Four the second synchronous pulleys (9), each described second synchronous pulley (9) is connected with a described rotor assembly, for driving described rotor assembly to rotate, and each described second synchronous pulley (9) is connected with described first synchronous pulley (7) by belt.

2. multi-rotor aerocraft according to claim 1, is characterized in that, described engine (1) is positioned at described secondary gear (3) tip position.

3. multi-rotor aerocraft according to claim 2, is characterized in that, each described first synchronous pulley (7) is positioned at the top of the described level Four gear (6) be connected.

4. the multi-rotor aerocraft according to any one of claim 1-3, is characterized in that, described engine (1) is the dynamic engine of oil.

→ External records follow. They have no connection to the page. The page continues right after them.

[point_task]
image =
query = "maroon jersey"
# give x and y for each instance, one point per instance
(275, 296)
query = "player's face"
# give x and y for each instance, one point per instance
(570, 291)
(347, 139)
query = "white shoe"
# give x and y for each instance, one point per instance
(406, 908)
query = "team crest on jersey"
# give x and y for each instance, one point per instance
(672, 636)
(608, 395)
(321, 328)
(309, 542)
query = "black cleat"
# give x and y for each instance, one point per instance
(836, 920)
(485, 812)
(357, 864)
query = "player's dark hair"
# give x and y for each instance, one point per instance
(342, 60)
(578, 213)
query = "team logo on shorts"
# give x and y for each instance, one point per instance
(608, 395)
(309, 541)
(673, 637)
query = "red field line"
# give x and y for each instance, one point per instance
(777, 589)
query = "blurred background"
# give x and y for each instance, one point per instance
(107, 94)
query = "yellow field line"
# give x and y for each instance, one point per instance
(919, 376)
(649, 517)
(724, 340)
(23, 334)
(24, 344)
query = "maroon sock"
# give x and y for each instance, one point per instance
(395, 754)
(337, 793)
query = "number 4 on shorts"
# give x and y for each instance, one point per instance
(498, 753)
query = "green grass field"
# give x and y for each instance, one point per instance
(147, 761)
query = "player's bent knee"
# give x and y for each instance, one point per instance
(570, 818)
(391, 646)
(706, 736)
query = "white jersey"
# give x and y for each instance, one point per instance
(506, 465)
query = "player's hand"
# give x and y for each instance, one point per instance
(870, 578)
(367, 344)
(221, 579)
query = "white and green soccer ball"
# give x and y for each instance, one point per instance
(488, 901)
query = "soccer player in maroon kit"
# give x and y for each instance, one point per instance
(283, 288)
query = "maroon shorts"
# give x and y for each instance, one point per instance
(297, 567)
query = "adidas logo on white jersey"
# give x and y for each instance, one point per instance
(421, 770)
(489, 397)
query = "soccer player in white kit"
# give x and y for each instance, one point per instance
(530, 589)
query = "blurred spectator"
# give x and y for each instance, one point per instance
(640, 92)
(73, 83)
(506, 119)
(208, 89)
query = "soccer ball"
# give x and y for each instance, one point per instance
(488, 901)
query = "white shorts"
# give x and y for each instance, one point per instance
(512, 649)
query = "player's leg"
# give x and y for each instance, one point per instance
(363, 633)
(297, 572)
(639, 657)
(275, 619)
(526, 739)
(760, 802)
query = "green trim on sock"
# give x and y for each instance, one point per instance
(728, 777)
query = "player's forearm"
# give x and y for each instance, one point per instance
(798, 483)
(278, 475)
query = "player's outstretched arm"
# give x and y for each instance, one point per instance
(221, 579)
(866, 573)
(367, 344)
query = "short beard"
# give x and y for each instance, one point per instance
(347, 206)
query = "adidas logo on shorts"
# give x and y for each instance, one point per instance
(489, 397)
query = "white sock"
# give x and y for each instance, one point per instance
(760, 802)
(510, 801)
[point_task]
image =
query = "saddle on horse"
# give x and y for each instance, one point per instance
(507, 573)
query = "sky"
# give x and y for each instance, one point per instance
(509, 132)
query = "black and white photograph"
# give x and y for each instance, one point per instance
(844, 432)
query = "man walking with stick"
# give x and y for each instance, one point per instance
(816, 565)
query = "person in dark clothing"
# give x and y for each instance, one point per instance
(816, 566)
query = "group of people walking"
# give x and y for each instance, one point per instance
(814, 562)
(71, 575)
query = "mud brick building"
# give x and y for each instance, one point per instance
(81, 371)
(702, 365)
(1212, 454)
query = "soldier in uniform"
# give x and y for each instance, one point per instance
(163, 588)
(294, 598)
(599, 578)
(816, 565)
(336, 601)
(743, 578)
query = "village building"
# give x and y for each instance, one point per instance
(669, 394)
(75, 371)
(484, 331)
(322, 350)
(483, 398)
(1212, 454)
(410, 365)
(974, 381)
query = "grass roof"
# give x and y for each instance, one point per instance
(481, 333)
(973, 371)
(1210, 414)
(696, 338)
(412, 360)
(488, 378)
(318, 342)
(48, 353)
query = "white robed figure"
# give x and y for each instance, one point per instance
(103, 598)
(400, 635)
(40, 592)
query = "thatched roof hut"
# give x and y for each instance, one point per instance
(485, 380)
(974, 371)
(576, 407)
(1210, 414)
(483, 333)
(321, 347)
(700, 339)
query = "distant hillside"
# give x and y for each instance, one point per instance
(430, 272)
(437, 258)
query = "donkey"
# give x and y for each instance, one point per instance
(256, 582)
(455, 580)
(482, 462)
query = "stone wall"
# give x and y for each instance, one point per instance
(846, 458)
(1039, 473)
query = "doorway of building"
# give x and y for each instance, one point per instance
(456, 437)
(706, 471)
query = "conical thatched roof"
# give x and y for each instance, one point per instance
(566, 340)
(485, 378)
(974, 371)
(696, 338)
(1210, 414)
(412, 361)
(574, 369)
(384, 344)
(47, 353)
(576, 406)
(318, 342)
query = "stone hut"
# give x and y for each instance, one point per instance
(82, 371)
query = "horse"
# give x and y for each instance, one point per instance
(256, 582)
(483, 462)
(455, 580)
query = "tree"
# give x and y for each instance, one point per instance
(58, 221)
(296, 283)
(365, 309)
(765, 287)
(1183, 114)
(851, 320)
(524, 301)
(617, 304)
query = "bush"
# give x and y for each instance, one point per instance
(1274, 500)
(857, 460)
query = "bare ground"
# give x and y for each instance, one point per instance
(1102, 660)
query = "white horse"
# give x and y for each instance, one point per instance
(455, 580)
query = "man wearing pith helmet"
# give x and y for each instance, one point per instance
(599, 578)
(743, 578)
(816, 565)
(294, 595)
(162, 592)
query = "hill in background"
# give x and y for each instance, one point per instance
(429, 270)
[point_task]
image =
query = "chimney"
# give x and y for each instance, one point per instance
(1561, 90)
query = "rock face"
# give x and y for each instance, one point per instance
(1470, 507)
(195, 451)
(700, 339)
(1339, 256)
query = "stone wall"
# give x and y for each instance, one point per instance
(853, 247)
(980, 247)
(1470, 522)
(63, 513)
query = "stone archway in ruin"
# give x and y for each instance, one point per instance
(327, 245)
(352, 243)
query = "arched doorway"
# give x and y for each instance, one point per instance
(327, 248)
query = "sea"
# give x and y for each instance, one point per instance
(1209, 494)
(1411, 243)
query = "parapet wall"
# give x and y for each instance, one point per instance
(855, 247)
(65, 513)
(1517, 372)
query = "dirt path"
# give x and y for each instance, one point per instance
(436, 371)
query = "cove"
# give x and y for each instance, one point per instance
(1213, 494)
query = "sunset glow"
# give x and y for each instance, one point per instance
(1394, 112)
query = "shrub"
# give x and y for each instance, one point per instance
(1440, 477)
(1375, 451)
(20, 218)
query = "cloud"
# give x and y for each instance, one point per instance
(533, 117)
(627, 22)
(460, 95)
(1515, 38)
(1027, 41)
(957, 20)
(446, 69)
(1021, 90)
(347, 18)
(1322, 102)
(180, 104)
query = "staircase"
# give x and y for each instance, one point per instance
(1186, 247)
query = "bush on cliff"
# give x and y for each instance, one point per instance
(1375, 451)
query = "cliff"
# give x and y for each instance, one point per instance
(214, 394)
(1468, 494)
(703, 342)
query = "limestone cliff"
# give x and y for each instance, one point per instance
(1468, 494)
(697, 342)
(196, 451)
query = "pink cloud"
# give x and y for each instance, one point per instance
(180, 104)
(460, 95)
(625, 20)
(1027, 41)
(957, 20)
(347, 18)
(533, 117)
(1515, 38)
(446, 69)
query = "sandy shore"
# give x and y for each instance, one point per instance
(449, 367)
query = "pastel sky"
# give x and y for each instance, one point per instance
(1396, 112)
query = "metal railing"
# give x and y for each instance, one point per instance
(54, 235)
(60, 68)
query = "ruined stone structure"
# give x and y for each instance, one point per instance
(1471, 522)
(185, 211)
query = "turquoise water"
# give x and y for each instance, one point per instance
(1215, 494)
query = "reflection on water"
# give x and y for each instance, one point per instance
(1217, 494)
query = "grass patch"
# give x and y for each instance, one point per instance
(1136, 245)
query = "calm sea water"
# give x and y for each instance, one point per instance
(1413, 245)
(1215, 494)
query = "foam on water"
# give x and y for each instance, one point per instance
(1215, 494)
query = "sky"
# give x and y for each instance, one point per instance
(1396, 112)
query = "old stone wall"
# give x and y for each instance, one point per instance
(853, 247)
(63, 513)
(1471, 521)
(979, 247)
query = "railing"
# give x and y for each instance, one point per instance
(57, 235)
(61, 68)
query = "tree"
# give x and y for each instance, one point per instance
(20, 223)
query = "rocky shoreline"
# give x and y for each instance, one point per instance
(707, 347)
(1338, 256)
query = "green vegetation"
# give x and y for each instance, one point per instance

5. multi-rotor aerocraft according to claim 4, is characterized in that, described rotor assembly comprises:

3rd rotating shaft (10), is fixedly installed on described second synchronous pulley (9) axle center place;

Rotor mounting clamp pedestal (11), is fixedly installed on one end end of described 3rd rotating shaft (10) away from described second synchronous pulley (9);

Two rotor mounting clamps (12), symmetry is arranged on described rotor mounting clamp pedestal (11), and all rotate along described rotor mounting clamp pedestal (11) place axis, two described rotor mounting clamps (12) are projected with first hanger (13) respectively along contrary direction;

Rotor, is arranged on described rotor mounting clamp (12);

Pushing disk (14), be enclosed within described 3rd rotating shaft (10) go up and be positioned between described rotor mounting clamp pedestal (11) and described second synchronous pulley (9), upper overhanging two symmetrical the second hangers (15) of described pushing disk (14), are hinged with connecting rod (16) between each described first hanger (13) and described second hanger (15) of respective side.

6. multi-rotor aerocraft according to claim 5, it is characterized in that, described flight control system comprises four Servo-controllers, and each Servo-controller is for driving a described pushing disk (14) in the upper slip of described 3rd rotating shaft (10).